This paper was cited by the Peñas and Hovy paper I just wrote about, and in the citation I thought it looked interesting. It seems clear to me that this paper provided some important foundation for the Peñas and Hovy paper, but is itself not incredibly interesting to me.

This paper follows a paper by Schubert in using part of speech sequences and words seen in those sequences as indices into a database of counts, just like the Peñas and Hovy paper. The bulk of the paper is in describing that system, why it might be useful, and how they created the database. They then try to evaluate it in three ways, none of which were very impressive to me. Don’t get me wrong, it’s really good that they got us thinking about these kinds of databases. I just don’t think they found the best applications or evaluations of it.

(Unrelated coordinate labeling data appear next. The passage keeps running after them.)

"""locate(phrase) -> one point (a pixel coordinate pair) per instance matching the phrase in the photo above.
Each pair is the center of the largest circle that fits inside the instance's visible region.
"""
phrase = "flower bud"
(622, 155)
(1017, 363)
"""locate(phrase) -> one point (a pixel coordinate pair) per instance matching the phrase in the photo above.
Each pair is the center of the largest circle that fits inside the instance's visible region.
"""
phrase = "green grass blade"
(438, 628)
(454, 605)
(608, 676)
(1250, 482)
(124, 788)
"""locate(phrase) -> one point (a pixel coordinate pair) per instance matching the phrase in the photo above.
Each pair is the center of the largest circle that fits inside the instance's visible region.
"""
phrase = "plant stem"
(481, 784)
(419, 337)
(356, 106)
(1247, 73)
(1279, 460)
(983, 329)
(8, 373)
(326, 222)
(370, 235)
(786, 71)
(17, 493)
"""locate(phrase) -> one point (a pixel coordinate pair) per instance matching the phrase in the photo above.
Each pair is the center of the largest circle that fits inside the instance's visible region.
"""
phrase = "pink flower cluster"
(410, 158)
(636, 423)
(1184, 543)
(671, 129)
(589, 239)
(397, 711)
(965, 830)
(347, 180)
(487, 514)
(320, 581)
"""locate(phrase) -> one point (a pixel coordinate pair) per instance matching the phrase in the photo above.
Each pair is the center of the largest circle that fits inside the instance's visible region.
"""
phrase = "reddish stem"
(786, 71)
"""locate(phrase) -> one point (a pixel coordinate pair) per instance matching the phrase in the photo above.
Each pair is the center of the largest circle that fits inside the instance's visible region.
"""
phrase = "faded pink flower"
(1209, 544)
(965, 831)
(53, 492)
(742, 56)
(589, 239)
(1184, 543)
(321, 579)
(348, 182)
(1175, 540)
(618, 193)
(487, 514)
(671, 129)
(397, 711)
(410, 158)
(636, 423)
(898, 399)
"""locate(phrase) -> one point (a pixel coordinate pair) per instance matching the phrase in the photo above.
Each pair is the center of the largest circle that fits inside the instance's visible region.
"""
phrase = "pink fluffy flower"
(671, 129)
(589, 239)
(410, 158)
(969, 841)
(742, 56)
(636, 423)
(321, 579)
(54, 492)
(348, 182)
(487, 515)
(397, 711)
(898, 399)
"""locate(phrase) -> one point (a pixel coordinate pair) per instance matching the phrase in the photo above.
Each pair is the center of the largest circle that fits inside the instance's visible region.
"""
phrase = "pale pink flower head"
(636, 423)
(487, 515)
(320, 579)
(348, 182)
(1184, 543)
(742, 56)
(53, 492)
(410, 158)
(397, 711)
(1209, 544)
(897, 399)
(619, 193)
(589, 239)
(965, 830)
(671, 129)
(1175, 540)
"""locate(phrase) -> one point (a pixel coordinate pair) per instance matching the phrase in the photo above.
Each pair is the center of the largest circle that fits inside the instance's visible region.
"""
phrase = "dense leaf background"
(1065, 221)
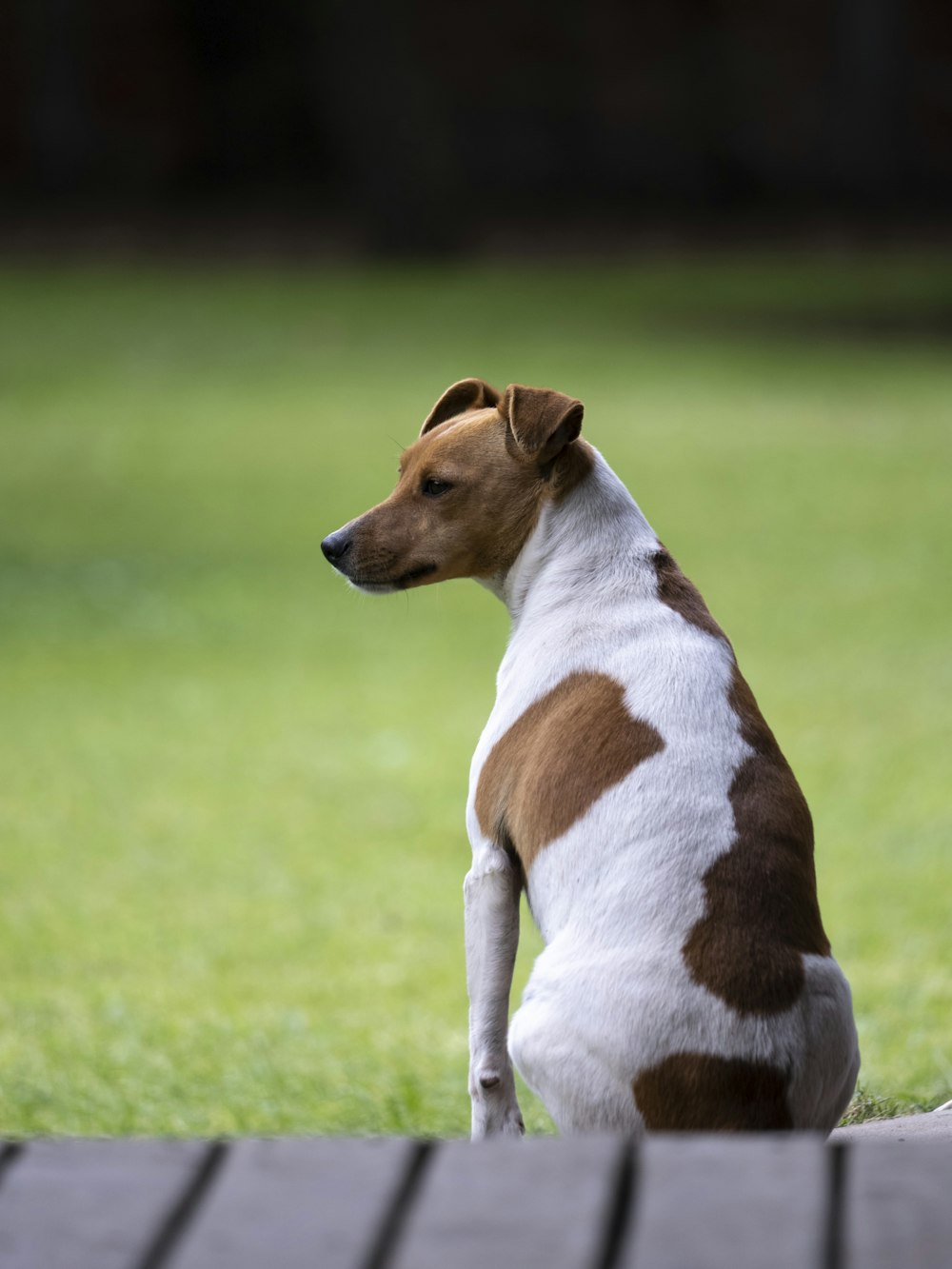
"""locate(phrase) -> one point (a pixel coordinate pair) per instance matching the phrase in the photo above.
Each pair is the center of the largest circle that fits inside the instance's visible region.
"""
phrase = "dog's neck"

The first evaluation was using their counts to improve a parser. Seeing that statement in the Peñas and Hovy paper was what initially made me read this - I hope to do similar things eventually, and so I wanted to see what they did. What they did amounts to lexicalization, which has been done for a very long time. They lexicalized a hand-built, rule-based parser, which (unsurprisingly) improved the performance, though only by a very little bit. It would have been a much more accurate evaluation to compare against other kinds of lexicalization, like what the Collins parser or the Stanford parser do, but they didn’t seem to even notice the connection between what they did and what has been done before. I suspect that their method would be worse than current methods of lexicalizing parsers.

They also tested on some synonym generation in the context of recognizing textual entailment, but it wasn’t that interesting to me, so I won’t say more about it.

When they did a human evaluation of their database, the precision was something like 70%, which wasn’t all that impressive to me. I wonder how much of that low precision was due to errors in the dependency parser that they used in creating the database.